This week, REIWA reported that there are 2,395 houses, 1,461 units and 1,364 vacant lots listed for sale on reiwa.com. This meagre total of 5,220 properties is about 40 percent lower than the same week last year. Meanwhile, sales volumes remain relatively high at 880 last week, unchanged from the corresponding week in 2022.

Five years ago, reiwa.com listings numbered 12,417 and there were 29,000 property transactions. Last year, there were 58,000 sales across land, units and houses. Unsurprisingly, this shortage of supply matched with stronger sales volumes leads to one thing – higher prices.

The same thing is happening in the rental market. Rental stock hit record highs in January 2018 with 12,000 homes available for lease, last week there 2,123. Rents are rising as a result of constrained supply.

The problem of low housing supply for either sale or rent is not confined to the WA market. According to the latest Core Logic data, national listings for dwellings is down 13.2 percent on last year and 28.7 percent below the five-year average. In Perth, total new listings are down a nation-leading 30.3 percent from last year, way below the 18.9 percent average decline.
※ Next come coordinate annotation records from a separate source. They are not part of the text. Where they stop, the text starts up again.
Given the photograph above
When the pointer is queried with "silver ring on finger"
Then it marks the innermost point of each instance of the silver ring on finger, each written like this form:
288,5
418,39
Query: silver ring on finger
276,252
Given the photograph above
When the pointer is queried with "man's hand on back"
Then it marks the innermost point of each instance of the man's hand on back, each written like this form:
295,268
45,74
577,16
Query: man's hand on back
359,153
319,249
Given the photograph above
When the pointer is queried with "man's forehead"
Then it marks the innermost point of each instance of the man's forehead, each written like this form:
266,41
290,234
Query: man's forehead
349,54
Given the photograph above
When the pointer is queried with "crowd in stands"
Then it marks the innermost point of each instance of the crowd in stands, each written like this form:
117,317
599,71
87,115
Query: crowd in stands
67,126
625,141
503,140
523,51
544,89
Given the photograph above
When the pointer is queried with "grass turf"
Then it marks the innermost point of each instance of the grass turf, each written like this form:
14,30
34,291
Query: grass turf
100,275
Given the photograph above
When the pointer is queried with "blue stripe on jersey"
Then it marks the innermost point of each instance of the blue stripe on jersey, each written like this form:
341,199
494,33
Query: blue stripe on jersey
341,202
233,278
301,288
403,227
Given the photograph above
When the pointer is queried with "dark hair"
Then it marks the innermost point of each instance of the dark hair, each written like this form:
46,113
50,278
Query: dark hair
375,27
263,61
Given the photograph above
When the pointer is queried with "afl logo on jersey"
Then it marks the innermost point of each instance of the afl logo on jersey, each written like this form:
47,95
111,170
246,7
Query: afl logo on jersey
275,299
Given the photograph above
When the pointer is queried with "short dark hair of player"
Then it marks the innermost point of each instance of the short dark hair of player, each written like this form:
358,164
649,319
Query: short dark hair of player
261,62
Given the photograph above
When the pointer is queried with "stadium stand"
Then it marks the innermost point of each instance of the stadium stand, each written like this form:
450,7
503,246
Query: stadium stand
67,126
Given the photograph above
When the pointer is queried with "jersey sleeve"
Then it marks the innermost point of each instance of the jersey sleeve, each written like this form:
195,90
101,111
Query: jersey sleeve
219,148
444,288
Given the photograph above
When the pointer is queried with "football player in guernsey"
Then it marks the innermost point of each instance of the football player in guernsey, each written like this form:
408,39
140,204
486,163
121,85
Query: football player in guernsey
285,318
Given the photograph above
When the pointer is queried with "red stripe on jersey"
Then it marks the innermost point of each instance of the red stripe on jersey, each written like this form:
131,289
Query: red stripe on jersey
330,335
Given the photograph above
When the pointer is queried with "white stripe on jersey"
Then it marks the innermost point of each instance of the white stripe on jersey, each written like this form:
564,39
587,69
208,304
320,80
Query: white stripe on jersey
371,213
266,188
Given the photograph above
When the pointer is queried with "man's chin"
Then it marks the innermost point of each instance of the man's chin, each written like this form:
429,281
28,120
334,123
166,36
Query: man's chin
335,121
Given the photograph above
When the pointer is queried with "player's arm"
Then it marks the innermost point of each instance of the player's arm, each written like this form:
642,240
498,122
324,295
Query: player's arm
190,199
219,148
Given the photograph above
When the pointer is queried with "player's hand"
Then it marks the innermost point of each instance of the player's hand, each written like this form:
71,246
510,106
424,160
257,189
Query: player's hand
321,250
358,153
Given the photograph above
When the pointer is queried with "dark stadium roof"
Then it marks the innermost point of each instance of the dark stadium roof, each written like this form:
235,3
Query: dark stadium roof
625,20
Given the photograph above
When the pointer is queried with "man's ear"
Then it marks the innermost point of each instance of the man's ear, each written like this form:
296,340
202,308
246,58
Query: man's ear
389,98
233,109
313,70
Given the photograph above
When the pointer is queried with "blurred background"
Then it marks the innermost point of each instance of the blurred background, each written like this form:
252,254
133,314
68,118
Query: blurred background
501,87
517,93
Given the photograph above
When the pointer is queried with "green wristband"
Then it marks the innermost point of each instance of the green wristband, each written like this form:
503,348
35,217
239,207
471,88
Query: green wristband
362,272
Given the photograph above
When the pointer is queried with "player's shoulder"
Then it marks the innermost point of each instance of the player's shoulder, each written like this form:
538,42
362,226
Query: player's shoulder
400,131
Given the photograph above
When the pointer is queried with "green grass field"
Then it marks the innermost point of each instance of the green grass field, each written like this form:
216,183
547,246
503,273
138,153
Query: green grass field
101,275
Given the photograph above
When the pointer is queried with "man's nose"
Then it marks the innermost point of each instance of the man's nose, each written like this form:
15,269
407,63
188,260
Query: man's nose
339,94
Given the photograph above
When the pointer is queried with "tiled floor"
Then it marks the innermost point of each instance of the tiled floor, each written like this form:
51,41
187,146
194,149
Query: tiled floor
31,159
Rental prices are rising at a rapid rate, up 13.4 percent in Perth since last year. Median house rents in Perth have moved from $370 per week in July 2020 to $575 per week today. A decade of relatively flat weekly rents, rapidly rising interest rates (which have risen 35 percent in a year), cost of living pressures and higher migration intake fuelling demand are the core reasons for the current rent price increases.

new listings are down a nation-leading 30.3 percent

Investors remain cautious about buying in the current fiscal environment and many, faced with spiralling mortgage costs are opting to sell. With 70 percent of all rental homes in Australia owned by persons holding a single property other than their primary home, selling the rental property is often a sensible option is your home mortgage repayments are rising.

Chatter about rent freezes, high stamp and land taxes, a wobbly national economy, tenancy risk and yet-to-be tamed inflation disincentivise private investment. The structural nature of our rental housing sector has for generations relied on family investors to supply the market and in the absence of an alternative – such as governments supply more housing – we need thriving investment in housing from ordinary Australians to supply the homes tenants need.

Yet, some politicians, advocates and the media have lashed these ordinary investors as being ‘greedy’ or even labelled them ‘dodgy’. Sure, there are some unscrupulous landlords out there – in the tiny minority. But this modern, anti-aspirational rhetoric threatens the fundamental underpinnings of our rental system.

The government is unable to supply the $3 trillion worth of rental stock in Australia anytime soon, if that is the aspiration of those looking to undermine private investment in residential property.